Entity Traits 360

You may have variety of data about your customers or other entities in your warehouse. This document details how you can extract various features from all the data in your warehouse via RudderStack.

PB entity features is envisioned to have all the computed traits you want to have derived from your warehouse data tables. Each column in the table gives a trait for an entity.

Some of the advantages of using the PB YAML to generate the entity features view:

  • Identity Stitching is done behind the scenes. Output of ID stitcher is incorporated transparently.

  • Hides the complexity of the query execution plan from business logic, making it easier to maintain. Especially, as the number of entity features increase.

  • Generates performant SQL using well researched SQL idioms.
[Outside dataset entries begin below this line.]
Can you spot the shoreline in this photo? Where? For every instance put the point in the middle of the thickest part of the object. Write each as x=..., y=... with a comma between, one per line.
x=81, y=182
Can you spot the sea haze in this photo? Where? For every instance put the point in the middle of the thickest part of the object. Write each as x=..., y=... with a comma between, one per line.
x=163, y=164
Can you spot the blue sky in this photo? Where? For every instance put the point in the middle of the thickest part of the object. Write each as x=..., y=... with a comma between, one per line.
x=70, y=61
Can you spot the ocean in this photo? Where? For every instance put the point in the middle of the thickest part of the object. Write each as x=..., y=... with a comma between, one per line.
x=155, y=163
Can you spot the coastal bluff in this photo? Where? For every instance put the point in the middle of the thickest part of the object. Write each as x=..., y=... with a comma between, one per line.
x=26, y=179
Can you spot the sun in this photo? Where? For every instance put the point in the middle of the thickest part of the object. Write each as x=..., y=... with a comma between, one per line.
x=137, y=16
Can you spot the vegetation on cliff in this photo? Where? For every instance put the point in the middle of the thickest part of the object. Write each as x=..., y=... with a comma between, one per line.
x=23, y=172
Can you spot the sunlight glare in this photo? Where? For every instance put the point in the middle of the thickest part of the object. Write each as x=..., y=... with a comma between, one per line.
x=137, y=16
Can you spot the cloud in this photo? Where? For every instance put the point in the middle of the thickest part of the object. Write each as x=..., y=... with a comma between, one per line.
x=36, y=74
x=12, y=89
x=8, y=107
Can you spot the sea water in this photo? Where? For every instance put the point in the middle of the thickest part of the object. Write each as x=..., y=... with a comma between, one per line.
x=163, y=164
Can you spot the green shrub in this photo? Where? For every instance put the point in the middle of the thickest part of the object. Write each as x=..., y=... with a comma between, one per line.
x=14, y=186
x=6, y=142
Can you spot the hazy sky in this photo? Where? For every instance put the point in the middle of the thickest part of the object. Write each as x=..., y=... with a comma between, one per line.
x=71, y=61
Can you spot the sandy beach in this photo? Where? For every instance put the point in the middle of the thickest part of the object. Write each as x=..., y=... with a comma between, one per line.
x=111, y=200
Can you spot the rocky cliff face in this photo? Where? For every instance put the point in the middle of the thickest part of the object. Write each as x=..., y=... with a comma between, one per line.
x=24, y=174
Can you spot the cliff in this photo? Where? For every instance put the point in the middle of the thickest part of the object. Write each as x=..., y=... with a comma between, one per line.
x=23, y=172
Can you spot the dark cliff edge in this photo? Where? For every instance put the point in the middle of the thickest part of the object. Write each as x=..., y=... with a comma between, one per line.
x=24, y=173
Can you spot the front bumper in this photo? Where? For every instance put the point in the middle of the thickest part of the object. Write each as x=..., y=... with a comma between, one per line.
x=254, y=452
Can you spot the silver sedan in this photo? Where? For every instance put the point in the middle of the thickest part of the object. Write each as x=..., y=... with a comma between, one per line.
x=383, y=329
As the feature table becomes wider, dependencies become deeper and feature sources come from many teams.

Designed to meaningfully reflect the SQL that you want to generate by abstracting out query complexity. If you have some experience with SQL, its easy to understand how to define the YAML for desired traits. This document will walk you through details how you can define your project YAML file(s).

Now that you have a unified user trait table(s), below are some possible ways you can use:

  • Build various models like churn prediction (RudderStack ML models can be used for this).

  • Analytics queries like demographic view, user activity view etc.

  • Activate this data using RudderStack ReverseETL to send to various cloud destinations [Doc].

  • Build and use RudderStack Audiences (available for beta customers).

Creating Entity Features

A basic structure of any entity feature YAML would look like this:

var_groups:
  - name: <string>
    entity_key: <string>
    vars: [entity_vars, input_vars]

Each feature is defined by using entity_var. Vars are grouped under var_groups, so that some config keys can be shared across vars.

Example Entity Feature YAML:

var_groups:
  - name: default_vars
    entity_key: user
    vars:
      # Latest Country
        - entity_var:
            name: max_timestamp_for_country
            select: max(timestamp)
            from: inputs/identifies_1
            where: properties_country is not null and properties_country != ''
            is_feature: false

        - entity_var:
            name: latest_country
            select: max(properties_country)
            from: inputs/identifies_1
            where: timestamp = max_timestamp_for_country and main_id is not null
        # If you have more granular demographic data, then you can get more accurate
        # information about the customer in the similar manner using feature YAML.

        # Active Time
        - entity_var:
            name: first_active
            select: min(timestamp)
            from: inputs/identifies_1
            is_feature: false

        - entity_var:
            name: last_active
            select: max(timestamp)
            from: inputs/identifies_1
            is_feature: false

        - entity_var:
            name: active_days
            select:  "{{ subtract_range('last_active', 'first_active')}}"
            # subtract_range is a macro, defined below in a separate YAML file

This will create an entity var table. As shown below, this table brings together all features defined, across all vars in var_groups.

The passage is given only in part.